Among the dead were its emblematic director, the cartoonist Charb, as well as two legends of caricature in France, Cabu and Wolinski.

Other Islamist attacks near Paris then cost the life of a policewoman the next day in , south of Paris, then of four people of Jewish faith in a kosher store at Porte de on January 9.

“I am Charlie”

These attacks caused worldwide emotion and gave birth to a support slogan that remains famous: “Je suis Charlie”.

On January 11, 2015, demonstrations brought together nearly 4 million people across France, with many heads of state and government in the Parisian procession.

Ten years after this global fervor, the commemorations organized on Tuesday will be “like every year” marked “through sobriety, in accordance with the wishes of the families”, indicated the Paris town hall.

The mayor, Anne Hidalgo, “will pay tribute to the victims of the January 2015 attacks in the presence of the President of the Republic” et “of several ministers”.

Broadcast live on France 2, these commemorations will begin at 11:30 a.m. rue Nicolas-Appert in the 11th arrondissement, where Charlie Hebdo had its premises in 2015.

They will continue on Boulevard Richard Lenoir, where police officer Ahmed Merabet was shot dead by the Kouachi as they fled.

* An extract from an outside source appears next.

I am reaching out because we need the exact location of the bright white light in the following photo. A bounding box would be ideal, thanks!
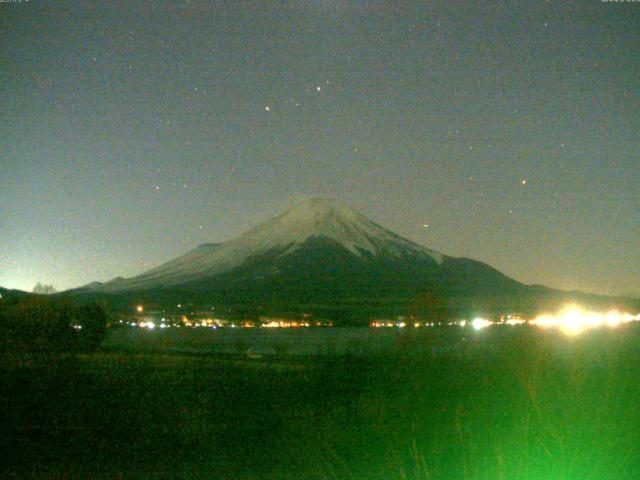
[530,305,640,335]
[471,318,492,330]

They will end at 1:10 p.m. with a tribute to the victims of the Hypercasher store.

On Wednesday, the city of Montrouge will organize a tribute ceremony to municipal police officer Clarissa Jean-Philippe, killed by Amedy Coulibaly, also author of the Hypercasher attack.

On November 13, 2015, France was mourned by other attacks, on an even larger scale: they left 130 dead, in the Parisian concert hall Bataclan and on several terraces of bars and restaurants.

“Institution”

“The upcoming commemoration of the 2015 attacks reminds us that the dangers are still there and that we must not give up in the fight for the protection of the French and the defense of our freedoms”declared Emmanuel Macron on Friday during the council of ministers, according to comments reported by a participant.

Charlie Hebdo, “which was built in marginality, now appears as an institution”, for his part, recently observed Riss, Charb’s successor.

Far from the records of 2015 (the issue following the attack had eight million copies distributed and subscriptions peaked at 240,000 in February), the weekly now has 30,000 subscribers and 20,000 copies are sold on newsstands. Its ultra-protected premises are kept secret.

Coincidentally, the anniversary falls the day after the opening of the trial of six men tried at the juvenile court for a chopper attack on Charlie Hebdo in 2020.

On October 3, jihadist Peter Cherif was sentenced to life imprisonment, in particular for having participated in the training of his childhood friend Chérif Kouachi in Yemen.

Two weeks later, we learned of the death at the age of 40 of the former Charlie Hebdo webmaster, Simon Fieschi, who had been seriously injured in the attack.